Don’t sleep on it….

21 February, 2014
by: Cripps Pemberton Greenish

The recent case of Whittlestone v BJP Home Support Limited has brought into question what workers should be paid if they ‘sleep over’ at their place of work.

This case involved an employee who was required to work ‘sleep over’ duties, during which time she was never actually required to carry out any work, but was required to remain present. She was paid an allowance for these sleep in duties, which equated to less than the national minimum wage (NMW) for each hour that she was required to be present.

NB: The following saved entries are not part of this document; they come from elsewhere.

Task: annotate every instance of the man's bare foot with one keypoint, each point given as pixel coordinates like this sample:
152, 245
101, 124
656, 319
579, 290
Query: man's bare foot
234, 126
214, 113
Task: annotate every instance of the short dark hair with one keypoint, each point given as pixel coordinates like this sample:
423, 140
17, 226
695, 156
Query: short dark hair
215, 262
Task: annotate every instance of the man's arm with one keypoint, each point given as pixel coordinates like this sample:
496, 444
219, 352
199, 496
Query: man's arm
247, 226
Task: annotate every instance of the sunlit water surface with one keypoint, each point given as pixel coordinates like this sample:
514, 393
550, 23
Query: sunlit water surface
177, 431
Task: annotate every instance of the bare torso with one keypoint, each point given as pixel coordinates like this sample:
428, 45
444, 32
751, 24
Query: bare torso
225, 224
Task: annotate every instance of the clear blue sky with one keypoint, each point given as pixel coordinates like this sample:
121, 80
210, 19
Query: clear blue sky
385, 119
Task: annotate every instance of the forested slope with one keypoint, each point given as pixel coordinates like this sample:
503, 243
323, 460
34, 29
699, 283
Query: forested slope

The employee brought a claim in respect of her pay, which went to the Employment Appeal Tribunal (EAT).

The EAT held that where an employee is required to stay in the place of the work, the fact that the employee is required to be present at work amounts to work itself and the employee should be paid at least the NMW for each hour she was required to be present, even if the employee isn’t carrying out ‘actual work’ for the entire time and is in reality able to sleep for the duration of the shift.

Prior to this case, a distinction was drawn between a job where a worker’s core duties required them to work at night (such as a night-watchman), entitling them to NMW for the entire of the night shift, and a job where a worker is required to be at the place of work ‘on call’ in addition to their core duties during the day, only entitling them to NMW for the time they are actually working.

There is scope for the case to be appealed, though this is looking unlikely. Distinctions could also be drawn in future cases where workers’ time is considered ‘unmeasured’ under the National Minimum Wage Regulations 1999.